Kansas was the destination of choice for many German-Russians.  Western railroad companies hoped to develop communities along their lines to increase profits through the transport of products and grains.  To populate these communities, they hired German recruiters to facilitate the immigration of skilled farmers from European countries with similar climates.  They recruited not only among the German Mennonites, but also Roman Catholic Germans farming along Russia’s Volga River.  German-Russian immigrants began arriving en masse on the central Great Plains during the 1870s; Mennonites settled in Marion County and Roman Catholics in Ellis County, Kansas.

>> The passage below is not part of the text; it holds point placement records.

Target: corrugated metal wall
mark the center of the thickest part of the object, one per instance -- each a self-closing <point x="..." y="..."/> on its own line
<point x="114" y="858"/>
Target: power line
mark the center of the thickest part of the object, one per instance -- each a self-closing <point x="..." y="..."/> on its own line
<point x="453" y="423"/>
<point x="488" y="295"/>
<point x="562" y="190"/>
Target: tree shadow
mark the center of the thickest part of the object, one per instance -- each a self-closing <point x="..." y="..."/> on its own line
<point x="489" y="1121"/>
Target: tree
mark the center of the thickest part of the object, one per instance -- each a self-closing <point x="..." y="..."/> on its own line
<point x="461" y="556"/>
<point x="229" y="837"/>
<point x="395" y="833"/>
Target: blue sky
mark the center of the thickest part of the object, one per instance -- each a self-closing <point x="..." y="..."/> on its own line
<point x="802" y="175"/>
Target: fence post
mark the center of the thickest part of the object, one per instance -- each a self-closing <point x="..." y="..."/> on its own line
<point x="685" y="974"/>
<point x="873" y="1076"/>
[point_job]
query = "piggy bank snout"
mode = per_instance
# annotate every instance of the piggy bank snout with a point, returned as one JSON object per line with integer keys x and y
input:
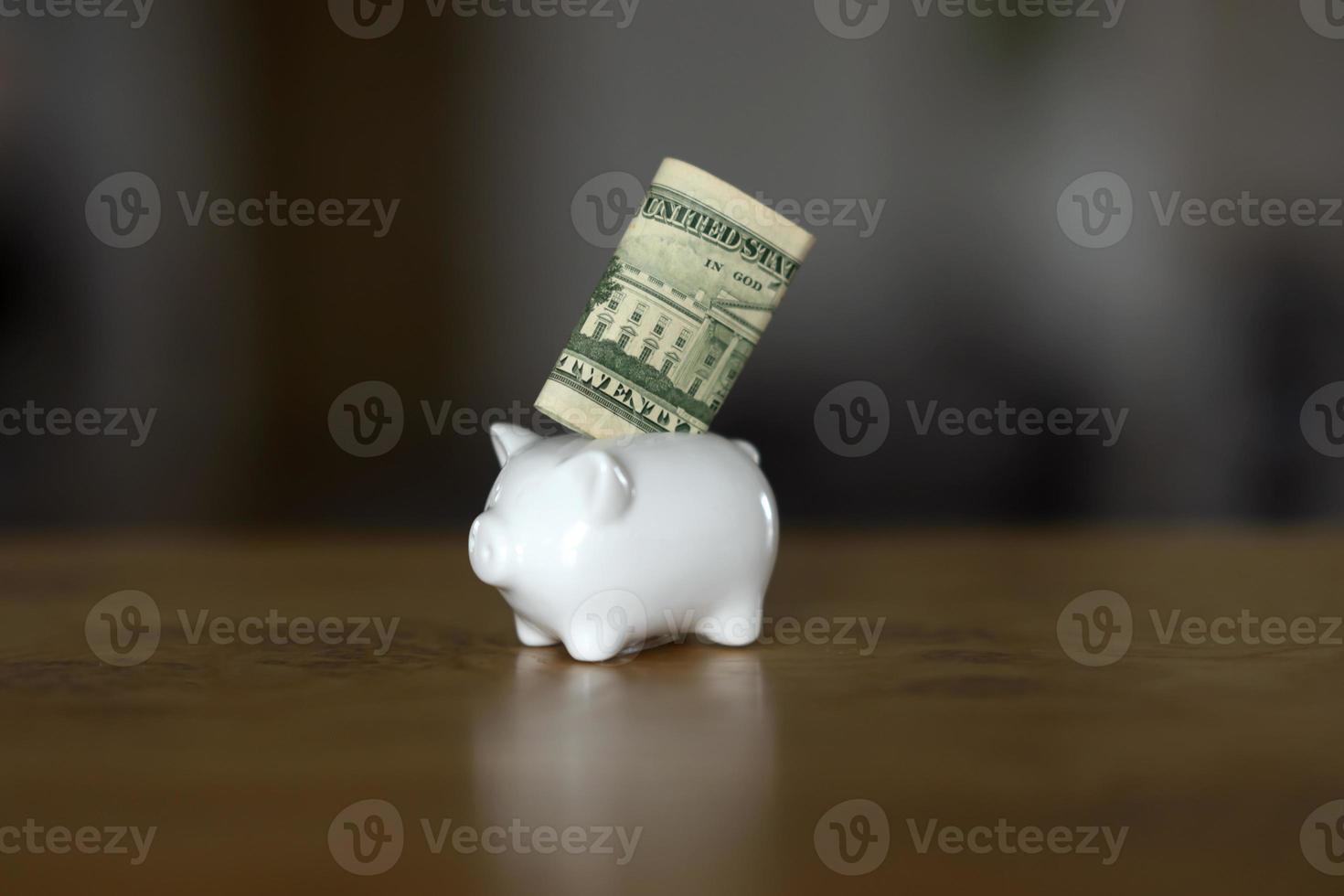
{"x": 488, "y": 549}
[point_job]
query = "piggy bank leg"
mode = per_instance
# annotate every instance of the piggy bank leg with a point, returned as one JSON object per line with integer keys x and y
{"x": 589, "y": 645}
{"x": 531, "y": 635}
{"x": 735, "y": 624}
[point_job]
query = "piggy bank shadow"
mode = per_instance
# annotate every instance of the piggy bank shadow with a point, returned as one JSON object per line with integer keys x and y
{"x": 677, "y": 744}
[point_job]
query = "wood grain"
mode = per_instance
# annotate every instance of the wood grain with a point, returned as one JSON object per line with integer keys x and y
{"x": 965, "y": 710}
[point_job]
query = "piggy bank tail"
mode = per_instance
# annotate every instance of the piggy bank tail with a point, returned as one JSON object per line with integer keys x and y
{"x": 746, "y": 448}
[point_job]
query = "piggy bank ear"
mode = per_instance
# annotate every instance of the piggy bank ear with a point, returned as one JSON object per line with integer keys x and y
{"x": 508, "y": 440}
{"x": 603, "y": 486}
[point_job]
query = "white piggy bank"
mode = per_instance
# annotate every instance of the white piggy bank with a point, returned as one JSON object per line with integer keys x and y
{"x": 613, "y": 544}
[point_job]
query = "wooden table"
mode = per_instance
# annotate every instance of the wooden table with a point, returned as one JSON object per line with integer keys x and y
{"x": 966, "y": 710}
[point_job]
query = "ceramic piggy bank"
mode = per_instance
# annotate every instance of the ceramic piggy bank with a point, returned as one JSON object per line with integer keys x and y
{"x": 612, "y": 546}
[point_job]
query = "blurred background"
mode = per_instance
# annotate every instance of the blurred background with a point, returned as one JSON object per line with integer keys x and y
{"x": 934, "y": 155}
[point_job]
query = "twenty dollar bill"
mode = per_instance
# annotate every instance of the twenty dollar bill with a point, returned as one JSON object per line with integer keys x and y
{"x": 677, "y": 312}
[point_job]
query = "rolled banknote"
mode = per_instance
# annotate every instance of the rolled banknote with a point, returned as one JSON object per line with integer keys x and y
{"x": 680, "y": 308}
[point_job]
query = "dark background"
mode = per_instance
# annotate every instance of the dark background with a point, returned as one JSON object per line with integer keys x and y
{"x": 966, "y": 293}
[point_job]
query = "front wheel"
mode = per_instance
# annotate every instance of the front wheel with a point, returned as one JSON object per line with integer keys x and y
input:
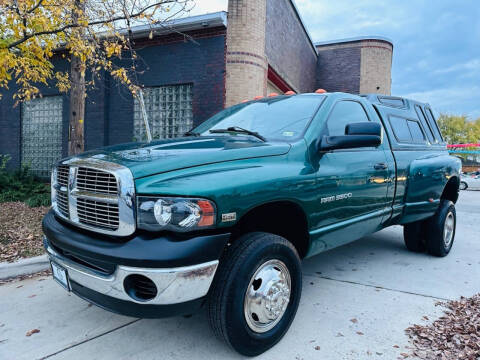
{"x": 255, "y": 293}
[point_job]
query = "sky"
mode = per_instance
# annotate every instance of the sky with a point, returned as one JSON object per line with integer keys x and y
{"x": 436, "y": 56}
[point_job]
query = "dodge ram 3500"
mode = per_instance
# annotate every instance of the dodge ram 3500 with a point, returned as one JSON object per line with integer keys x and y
{"x": 223, "y": 216}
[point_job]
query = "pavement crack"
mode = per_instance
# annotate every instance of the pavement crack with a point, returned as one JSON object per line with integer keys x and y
{"x": 89, "y": 339}
{"x": 378, "y": 287}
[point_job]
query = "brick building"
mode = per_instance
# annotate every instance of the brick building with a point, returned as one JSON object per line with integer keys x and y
{"x": 258, "y": 47}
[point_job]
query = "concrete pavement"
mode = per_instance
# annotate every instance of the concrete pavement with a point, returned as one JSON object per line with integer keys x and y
{"x": 375, "y": 282}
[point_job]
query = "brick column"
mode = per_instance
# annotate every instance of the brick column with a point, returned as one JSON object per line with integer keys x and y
{"x": 376, "y": 69}
{"x": 246, "y": 64}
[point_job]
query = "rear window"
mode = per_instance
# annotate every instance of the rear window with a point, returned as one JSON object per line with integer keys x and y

These immigrants did not come empty-handed.  Family lore states that Mennonite families loaded kitchen crocks and traveling trunks with Turkey Red wheat seed before leaving Russia.  Arriving in Kansas in 1874, they planted their first crop in the rich farm lands around Goessel.  Although corn was the primary grain grown in Kansas at the time, Turkey Red wheat proved well-suited to the Great Plains.  The wheat berry contained more protein (producing the best flour), demonstrated more resistance to disease, and survived the harsh winter conditions following fall planting....But some experts have argued the Turkey Red story is only a myth. They claim it is highly unlikely that immigrants transported enough wheat to plant a significant first crop. In addition, Turkey Red was not the typical wheat variety grown by Mennonites in Russia, casting further doubt on the legend. Though it is difficult to determine who first introduced Turkey Red to Kansas, it is undeniable that German Mennonite communities like Goessel embraced the plant. Today, a vast number of modern wheat varieties grown in Kansas can be genetically traced to Turkey Red.
It may not be true, but it is a good story.